In response to a question about the alleged Papadopoulos wine bar conversation that officially started the investigation in July of 2016, Barr said, “It’s significant also that the dossier was initiated before July.”68
There certainly seems to be more to learn about the FBI’s use of confidential sources to target the Trump campaign. “They sent in multiple confidential human sources wearing wires,” says Senator Ted Cruz (R-Tex.). “One of the things that’s so offensive—it’s clear these guys assumed Hillary would win, which would mean there’d be no accountability at all. They could get away with this because no one would check.”69
One thing we can check already is the disparate treatment among those accused of making false statements to the FBI. Trump supporter Papadopoulos was prosecuted but Mifsud was not. Also not prosecuted was Andrew McCabe, the FBI deputy director who played a central role in managing the Russia investigation. Inspector General Horowitz concluded he repeatedly and knowingly made false statements to FBI agents about his leaks to the Wall Street Journal. Despite a criminal referral, McCabe’s never been charged. Given that the two of us have both written for the Journal, we’re not going to say it’s a bad place to send unauthorized exclusives. But we can still recognize a double standard when we see one in the treatment of people who aren’t candid with FBI agents.
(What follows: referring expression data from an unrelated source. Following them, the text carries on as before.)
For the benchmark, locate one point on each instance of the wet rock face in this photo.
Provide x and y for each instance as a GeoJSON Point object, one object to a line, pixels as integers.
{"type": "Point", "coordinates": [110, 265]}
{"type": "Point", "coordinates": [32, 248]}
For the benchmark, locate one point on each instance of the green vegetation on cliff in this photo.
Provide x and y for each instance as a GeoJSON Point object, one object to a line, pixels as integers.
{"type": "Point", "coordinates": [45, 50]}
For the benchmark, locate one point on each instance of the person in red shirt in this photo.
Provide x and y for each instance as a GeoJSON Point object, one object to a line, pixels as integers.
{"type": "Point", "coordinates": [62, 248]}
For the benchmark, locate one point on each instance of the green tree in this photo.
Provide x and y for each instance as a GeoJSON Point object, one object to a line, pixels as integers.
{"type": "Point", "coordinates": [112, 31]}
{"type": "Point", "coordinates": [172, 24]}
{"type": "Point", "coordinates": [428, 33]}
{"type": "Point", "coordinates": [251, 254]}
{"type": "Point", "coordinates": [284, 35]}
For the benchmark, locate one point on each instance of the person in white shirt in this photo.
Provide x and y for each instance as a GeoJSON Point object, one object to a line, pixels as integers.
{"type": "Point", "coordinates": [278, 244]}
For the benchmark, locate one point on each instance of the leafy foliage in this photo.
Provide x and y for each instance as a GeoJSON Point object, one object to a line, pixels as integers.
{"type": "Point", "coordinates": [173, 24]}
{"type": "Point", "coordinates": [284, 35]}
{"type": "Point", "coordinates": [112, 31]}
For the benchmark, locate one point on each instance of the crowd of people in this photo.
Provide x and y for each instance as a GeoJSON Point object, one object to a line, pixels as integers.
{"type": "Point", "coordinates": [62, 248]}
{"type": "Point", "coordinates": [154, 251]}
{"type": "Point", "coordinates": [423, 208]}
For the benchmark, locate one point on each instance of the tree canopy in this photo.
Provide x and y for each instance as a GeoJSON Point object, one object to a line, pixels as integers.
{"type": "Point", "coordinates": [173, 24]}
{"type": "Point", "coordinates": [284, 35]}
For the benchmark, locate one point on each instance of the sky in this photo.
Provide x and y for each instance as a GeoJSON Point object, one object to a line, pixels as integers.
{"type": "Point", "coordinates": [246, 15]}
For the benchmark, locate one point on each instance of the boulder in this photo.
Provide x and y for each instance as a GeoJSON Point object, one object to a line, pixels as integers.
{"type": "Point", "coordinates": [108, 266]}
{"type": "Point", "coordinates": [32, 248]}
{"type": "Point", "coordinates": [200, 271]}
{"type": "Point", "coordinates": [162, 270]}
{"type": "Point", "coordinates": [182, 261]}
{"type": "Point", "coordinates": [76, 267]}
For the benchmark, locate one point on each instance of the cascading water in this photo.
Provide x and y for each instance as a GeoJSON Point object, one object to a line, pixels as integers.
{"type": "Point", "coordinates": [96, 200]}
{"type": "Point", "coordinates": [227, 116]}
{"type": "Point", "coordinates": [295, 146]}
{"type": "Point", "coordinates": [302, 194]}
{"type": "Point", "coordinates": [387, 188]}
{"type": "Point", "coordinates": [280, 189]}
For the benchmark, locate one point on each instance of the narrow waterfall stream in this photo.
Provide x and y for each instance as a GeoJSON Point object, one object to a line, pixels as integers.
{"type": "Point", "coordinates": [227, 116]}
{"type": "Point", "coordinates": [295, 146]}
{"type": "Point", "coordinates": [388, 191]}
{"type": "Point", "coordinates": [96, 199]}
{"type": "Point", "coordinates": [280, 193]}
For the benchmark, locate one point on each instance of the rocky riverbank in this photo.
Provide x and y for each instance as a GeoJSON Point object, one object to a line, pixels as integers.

Also not charged was former FBI director Comey. When FBI agents showed up at his home after he was fired, he told them he had returned all official documents. But later we learned he had not given up his handwritten notes of meetings with Trump. He saved those for a professor friend to leak and successfully used them to trigger the hiring of a special counsel.
In early 2017 the FBI engineered the prosecution of Trump national security adviser Lieutenant General Michael Flynn (U.S. Army, ret.) even though FBI personnel who interviewed him initially said he didn’t lie to them.70 And the evidence did not support a criminal charge, as America finally learned in 2020 with the release of transcripts of his telephone calls.
In truth, the FBI shouldn’t even have been interviewing Flynn. In the final days of the Obama administration the FBI pretended to be investigating him for allegedly violating something called the Logan Act, a 1799 law under which no one has ever been convicted because it would be ruled unconstitutional if ever tested in court. The law purported to make it a crime for citizens to intervene in disputes between the United States and foreign governments.
Specifically, the FBI was trying to claim that Flynn had run afoul of the law while talking on the phone with Russian ambassador Sergey Kislyak during the presidential transition in December of 2016. The idea was to try to call it a crime when an adviser to the president-elect disagrees with the policies of the outgoing administration. “To use this abusive law against the incoming national security adviser was utterly absurd,” says George Washington University law professor Jonathan Turley.71
Attorney General William Barr agrees and adds: “This wasn’t just a private citizen, you know, engaged in negotiations to the detriment of the United States. This was somebody coming into office in a transition—which is an officially recognized function of the United States—and discussing future relations.”72
No doubt Obama administration officials knew it was a scam that would never fly in court. But they hoped to use the process of investigating this pretend crime to trap Flynn into making an inaccurate statement to the FBI and then prosecute him for that. When the call transcripts were finally released to the public in May of 2020, they didn’t reveal some grand conspiracy but simply showed Flynn advocating for America and our friends overseas. He urged the Russians not to throw U.S. diplomats out of Moscow, encouraged cooperation “against this radical Islamist crowd,” and thanked Kislyak for the ambassador’s offer to help delay an anti-Israel vote at the United Nations.73
But Flynn, a decorated military veteran and former head of the Defense Intelligence Agency, fought a years-long legal battle before the Justice Department withdrew its charges in 2020 (though a federal judge has sought to prevent the case from being dismissed). And in what has become a disturbing FBI habit, once again the bureau failed to disclose exculpatory evidence.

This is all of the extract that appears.